That's right that if you force a googlebot request from the webmaster tools,
it's essentially just how the basic googlebot would wget a page on your site.
We know they're doing more than that though, because it would be trivial to
hide cloaking and malware from Google if that's the only tool they used for
scraping.

What Google actually does for crawling content seems to be a bit more nuanced.
If you watch the server-side logs on a site that Google crawls often, you'll
sometimes see a pattern of googlebot crawling a page and then an immediate
subsequent request from a Google IP from a Chrome UA. I'm sure that's
partially just to assess malware/cloaking, but it's probably also related to
developments like this one:
[https://twitter.com/mattcutts/status/131425949597179904](https://twitter.com/mattcutts/status/131425949597179904)

They're definitely doing more than just the ?_escaped_fragment_ rigamarole
that almost no one uses.

Fair point about the AdSense crawler though.
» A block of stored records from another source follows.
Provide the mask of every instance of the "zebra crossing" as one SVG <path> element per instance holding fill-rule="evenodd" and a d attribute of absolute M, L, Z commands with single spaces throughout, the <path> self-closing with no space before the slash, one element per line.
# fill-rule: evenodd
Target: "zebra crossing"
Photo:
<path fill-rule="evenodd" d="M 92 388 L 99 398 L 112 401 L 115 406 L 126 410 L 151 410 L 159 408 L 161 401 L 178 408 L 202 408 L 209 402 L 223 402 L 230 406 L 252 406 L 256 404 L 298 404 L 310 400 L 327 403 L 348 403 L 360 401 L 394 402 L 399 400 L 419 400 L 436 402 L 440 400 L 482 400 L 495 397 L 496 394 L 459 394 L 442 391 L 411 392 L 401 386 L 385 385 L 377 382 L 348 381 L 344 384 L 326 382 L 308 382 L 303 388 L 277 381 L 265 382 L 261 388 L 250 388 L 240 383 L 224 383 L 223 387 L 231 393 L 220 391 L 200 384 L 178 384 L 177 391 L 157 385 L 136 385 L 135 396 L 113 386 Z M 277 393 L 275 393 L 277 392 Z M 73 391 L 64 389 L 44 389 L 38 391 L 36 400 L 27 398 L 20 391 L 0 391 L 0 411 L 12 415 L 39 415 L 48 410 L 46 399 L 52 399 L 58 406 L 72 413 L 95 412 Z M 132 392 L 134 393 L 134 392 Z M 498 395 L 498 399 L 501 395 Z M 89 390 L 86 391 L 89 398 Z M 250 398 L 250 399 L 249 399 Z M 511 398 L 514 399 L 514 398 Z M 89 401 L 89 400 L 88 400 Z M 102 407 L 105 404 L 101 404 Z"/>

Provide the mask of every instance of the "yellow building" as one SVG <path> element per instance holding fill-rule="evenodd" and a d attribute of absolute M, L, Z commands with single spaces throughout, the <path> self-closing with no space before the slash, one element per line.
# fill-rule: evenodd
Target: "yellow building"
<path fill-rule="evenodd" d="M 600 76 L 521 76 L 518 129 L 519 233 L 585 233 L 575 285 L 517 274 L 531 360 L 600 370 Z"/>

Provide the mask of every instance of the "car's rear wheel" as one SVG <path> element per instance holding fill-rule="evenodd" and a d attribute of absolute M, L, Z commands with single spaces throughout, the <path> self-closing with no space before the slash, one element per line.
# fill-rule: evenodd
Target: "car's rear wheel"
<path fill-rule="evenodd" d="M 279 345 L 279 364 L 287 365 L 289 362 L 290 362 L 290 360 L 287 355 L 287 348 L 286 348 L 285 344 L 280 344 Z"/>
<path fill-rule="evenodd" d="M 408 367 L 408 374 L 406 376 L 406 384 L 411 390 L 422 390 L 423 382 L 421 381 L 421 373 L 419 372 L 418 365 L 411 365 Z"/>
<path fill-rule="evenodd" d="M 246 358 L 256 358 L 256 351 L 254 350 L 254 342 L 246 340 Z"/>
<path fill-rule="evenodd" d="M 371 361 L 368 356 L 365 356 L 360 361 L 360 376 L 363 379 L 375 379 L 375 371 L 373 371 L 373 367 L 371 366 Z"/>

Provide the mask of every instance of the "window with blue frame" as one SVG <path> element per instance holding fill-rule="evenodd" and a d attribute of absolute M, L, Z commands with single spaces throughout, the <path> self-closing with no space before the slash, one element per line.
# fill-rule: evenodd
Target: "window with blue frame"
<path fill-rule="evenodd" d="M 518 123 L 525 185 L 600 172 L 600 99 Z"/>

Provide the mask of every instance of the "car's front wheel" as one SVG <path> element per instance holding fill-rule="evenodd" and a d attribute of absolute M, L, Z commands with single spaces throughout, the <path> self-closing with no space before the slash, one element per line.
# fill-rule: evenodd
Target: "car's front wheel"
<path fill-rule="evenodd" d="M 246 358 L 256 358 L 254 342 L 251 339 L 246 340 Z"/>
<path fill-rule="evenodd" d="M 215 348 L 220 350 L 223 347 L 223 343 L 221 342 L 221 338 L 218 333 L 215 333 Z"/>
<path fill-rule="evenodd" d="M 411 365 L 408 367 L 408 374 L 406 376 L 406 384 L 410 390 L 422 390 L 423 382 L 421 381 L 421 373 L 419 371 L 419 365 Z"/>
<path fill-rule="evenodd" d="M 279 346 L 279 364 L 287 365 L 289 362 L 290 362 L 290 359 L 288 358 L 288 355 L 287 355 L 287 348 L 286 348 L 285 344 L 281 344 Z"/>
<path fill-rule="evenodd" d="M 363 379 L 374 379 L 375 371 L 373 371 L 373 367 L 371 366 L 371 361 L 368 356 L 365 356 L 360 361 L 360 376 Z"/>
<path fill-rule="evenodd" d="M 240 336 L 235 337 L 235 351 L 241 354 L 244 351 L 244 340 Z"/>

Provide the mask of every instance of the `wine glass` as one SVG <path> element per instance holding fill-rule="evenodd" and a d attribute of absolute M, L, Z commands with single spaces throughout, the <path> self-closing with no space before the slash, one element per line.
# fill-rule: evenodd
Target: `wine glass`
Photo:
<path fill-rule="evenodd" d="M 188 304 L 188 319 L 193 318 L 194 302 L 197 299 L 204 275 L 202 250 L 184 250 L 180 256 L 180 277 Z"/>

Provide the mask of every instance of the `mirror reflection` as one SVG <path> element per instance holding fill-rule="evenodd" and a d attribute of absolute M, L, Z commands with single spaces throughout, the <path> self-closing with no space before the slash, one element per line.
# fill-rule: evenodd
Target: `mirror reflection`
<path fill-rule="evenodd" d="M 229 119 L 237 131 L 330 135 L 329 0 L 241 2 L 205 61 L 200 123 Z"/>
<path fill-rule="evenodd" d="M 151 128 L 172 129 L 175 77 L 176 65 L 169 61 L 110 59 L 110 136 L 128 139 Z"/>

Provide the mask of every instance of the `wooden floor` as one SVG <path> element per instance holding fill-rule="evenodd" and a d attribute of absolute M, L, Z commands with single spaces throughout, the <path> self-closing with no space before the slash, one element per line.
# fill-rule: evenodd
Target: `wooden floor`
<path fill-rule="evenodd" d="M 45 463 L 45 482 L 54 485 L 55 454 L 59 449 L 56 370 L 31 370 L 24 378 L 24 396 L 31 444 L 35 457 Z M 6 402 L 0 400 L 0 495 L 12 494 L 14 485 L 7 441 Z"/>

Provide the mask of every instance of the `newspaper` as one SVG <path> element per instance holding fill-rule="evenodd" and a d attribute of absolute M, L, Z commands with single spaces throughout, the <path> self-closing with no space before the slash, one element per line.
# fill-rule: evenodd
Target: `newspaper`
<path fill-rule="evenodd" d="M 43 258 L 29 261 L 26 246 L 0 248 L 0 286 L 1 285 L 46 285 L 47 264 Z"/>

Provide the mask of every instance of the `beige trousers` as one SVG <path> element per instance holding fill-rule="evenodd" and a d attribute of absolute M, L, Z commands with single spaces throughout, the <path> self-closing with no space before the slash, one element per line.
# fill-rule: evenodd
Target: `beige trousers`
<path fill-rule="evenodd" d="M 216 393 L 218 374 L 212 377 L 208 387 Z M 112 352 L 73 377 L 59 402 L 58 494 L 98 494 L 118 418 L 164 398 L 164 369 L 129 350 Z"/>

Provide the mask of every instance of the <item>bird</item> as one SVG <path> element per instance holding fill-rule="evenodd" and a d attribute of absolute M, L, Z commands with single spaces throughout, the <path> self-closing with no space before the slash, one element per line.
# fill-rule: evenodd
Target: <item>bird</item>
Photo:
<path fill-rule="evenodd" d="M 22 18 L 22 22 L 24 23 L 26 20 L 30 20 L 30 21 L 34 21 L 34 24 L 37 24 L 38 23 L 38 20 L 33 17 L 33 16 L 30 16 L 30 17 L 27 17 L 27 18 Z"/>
It seems to be just about as dumb
as a rock in my experience.

------
fidlefodl
I feel like applications and tooling to pre-render your HTML (eg: Reactjs) are
more interesting. It's definitely more work currently (when done right), but
it seems like the most natural flow. Always render html, let clientside link
it up, everybody wins.

------
ant_sz
I think this should be more a problem for google than for web developer. web
developer have the right to choose new technique they like, it's google's
responsibility to scratch your content well.

But now things are reversed, It's kind of monopoly, isn't it?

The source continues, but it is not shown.